Belle sterrate, i sentieri un po’ meno vi richiederanno 40 minuti a piedi, quelli veri “OCA” molto meno.

descrizione itinerario:
Partendo da Cuneo (534) si raggiunge il Colle di Tenda (1871) e si segue la sterrata direzione Casterino con bel fondo,(rifornitevi di acqua prima del forte Marguerie, perche’ non ne troverete fin sotto il lago del vei del bouc) falsipiani, traversi e saliscendi fino alle “Casernes de Peyrafique” (1974), prendere la sterrata a dx e poi il primo sentiero a sx per il “Col du Sabion”, oppure continuare oltre le “Casernes” fino alla sella delle “Baisses de Peyrafique”(2001) e pigliare di qui il sentiero per il “Col du Sabion”, che vi permette di stare quasi sempre in sella fino al “Col du Sabion” (2328), trascurando una precedente deviazione a dx, non proibita, che vi porterebbe ai “Laghi del Sabion”.

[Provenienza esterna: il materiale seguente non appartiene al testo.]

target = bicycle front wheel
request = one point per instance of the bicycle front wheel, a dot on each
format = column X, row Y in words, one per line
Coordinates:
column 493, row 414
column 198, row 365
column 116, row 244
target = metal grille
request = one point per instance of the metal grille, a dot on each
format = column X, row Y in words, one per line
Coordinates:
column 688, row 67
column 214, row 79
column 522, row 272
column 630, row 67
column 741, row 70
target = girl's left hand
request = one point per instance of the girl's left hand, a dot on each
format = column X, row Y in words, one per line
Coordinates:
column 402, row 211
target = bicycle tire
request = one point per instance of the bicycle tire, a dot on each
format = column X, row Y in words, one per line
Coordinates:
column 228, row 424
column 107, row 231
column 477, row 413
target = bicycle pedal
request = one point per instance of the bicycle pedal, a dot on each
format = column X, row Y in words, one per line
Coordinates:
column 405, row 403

Dal colle avete 2 varianti:
1—Scendere sul sentiero a dx che vi porta in riva all’onomatopeico “Lago della Vacca” (2263) e di li’, molto a piedi, risalire il costone a sx che vi porta al “Col del Vei del Bouc” (2620).
2—prendere il sentiero a sx , un po’ meno a piedi, ma abbastanza, che vi porta al “Ricovero Vernasca”(2536, privato) e poi, in un paesaggio lunare pietroso e laghettoso, al “Col del Vei del Bouc” (2620).
n Qui vi fermerete, vi guarderete un po’ d’intorno, in su’ ed in giu’; se sarete stati silenziosi ci sara’ senz’ altro qualche camoscio che vi aspetta e che vi scrutera’ dall’ alto in basso un po’ scocciato, scuotera’ la testa, soffiera’ e vi abbandonera’ al vostro destino.
n Voi allora direte delle cose che supporrete molto piu’ profonde di quelle che di voi pensano i camosci.
Vi metterete le ginocchiere ed il casco per affrontare quello che (nell’anno 1999 e 2000) era un sentiero molto esposto, molto stretto e con un fondo molto approssimativo( ma che suppongo tra qualche tempo sara’ bellissimo) che vi consigliera’ di scendere qualche volta prima di ribaltarvi direttamente nell’acqua azzurra, acqua chiara del “Lago del Vei del Bouc” (2054).
Di qui il sentiero, nei primi 2 tornanti pietroso impossibile, si fa piu’ accettabile (fontana acqua) e vi deposita al “gias del vei del bouc sottano” (1430) da dove, con sterrata, raggiungete il “pian del rasur” (1412) e quindi la casa reale di caccia(1250), poi asfalto S.Giacomo di Wntracque (1215), Valdieri (774), Cuneo.